If fucking was fun, shopping with Sally Pringsheim was a revelation. It was marked by a decisiveness that was truly breathtaking. Where Eva would have hummed and haaed, Sally selected and having selected moved on down the racks, discarded things she didn’t like leaving them hanging over chairs, seized others, glanced at them and said she supposed they would do with a bored acceptance that was infectious, and left the shop with a pile of boxes containing two hundred pounds’ worth of shantung ponchos, silk summer coats, scarves and blouses. Eva Wilt had spent seventy on a pair of yellow lounging pyjamas and a raincoat with lapels and a belt that Sally said was pure Gatsby.
‘Now all you need is the hat and you’ll be it,’ she said as they loaded the boxes into the car. They bought the hat, a trilby, and then had coffee at the Mombasa Coffee House where Sally leant across the table intensely, smoking a long thin cigar, and talking about body contact in a loud voice so that Eva was conscious that the women at several nearby tables had stopped tacking and were listening rather disapprovingly.

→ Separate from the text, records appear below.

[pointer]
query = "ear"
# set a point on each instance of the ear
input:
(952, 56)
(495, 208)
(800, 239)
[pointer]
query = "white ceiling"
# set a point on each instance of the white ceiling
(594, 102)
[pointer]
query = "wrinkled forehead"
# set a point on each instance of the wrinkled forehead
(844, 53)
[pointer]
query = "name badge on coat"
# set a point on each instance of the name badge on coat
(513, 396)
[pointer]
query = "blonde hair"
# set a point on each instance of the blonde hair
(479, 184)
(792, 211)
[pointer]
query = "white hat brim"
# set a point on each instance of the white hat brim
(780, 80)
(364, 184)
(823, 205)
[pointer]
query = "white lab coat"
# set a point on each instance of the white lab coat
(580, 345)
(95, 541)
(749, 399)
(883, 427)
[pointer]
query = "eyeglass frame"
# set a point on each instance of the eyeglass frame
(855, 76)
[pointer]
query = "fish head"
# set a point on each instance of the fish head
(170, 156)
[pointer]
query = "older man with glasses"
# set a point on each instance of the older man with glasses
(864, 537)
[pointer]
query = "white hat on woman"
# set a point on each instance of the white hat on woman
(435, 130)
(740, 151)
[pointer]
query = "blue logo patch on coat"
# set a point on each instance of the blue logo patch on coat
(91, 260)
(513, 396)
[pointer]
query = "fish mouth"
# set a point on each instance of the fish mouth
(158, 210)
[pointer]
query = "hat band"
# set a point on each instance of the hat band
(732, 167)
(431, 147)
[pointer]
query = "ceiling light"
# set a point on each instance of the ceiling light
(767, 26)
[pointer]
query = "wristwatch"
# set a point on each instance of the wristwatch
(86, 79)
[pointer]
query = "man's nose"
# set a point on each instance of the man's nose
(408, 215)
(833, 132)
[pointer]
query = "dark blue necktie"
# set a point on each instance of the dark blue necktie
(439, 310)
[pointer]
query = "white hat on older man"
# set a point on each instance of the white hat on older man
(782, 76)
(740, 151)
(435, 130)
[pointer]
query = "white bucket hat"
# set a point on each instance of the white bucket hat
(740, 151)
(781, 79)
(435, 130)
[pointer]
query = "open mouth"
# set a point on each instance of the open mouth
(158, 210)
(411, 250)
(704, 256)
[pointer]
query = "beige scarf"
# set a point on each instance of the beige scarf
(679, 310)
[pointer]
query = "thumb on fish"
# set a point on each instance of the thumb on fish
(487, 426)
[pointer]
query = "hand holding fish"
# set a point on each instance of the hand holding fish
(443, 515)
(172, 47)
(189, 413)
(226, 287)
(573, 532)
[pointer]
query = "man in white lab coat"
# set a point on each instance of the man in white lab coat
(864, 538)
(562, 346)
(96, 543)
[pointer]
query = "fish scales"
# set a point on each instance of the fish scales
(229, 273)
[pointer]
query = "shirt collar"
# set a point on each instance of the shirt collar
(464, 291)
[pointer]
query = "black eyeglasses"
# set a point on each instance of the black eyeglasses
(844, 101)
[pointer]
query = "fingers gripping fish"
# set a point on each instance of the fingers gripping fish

‘Gaskell’s nipples drive me wild,’ Sally said. ‘They drive him wild too when I suck them.’
Eva drank her coffee and wondered what Henry would do if she took it into her head to suck his nipples. Drive him wild was hardly the word and besides she was beginning to regret having spent seventy pounds. That would drive him wild too. Henry didn’t approve of credit cards. But she was enjoying herself too much to let the thought of his reaction spoil her day.
‘I think teats are so important,’ Sally went on. Two women at the next table paid their bill and walked out.
‘I suppose they must be,’ said Eva Wilt uneasily. ‘I’ve never had much use for mine.’
‘Haven’t you?’ said Sally. ‘We’ll have to do something about that.’
‘I don’t see that there is much anyone can do about it,’ said Eva. ‘Henry never takes his pyjamas off and my nightie gets in the way.’
‘Don’t tell me you wear things in bed. Oh you poor thing. And nighties, God, how humiliating for you! I mean it’s typical of a male-dominated society, all this costume differentiation. You must be suffering from touch deprivation. Gaskell says it’s as bad as vitamin deficiency.’
‘Well, Henry is always tired when he gets home,’ Eva told her. ‘And I go out a lot.’
‘I’m not surprised,’ said Sally, ‘Gaskell says male fatigue is a symptom of penile insecurity. Is Henry’s big or small?’
‘Well it depends,’ said Eva hoarsely. ‘Sometimes it’s big and sometimes it isn’t.’
‘I much prefer men with small ones,’ said Sally, ‘they try so much harder.’
They finished their coffee and went back to the car discussing Gaskell’s penis and his theory that in a sexually undifferentiated satiety nipple stimulation would play an increasingly important role in developing the husband’s sense of his hermapharoditic nature,’ ‘He’s written an article on it,’ Sally said as they drove home. ‘It’s called “The Man As Mother.” It was published in Suck last year.’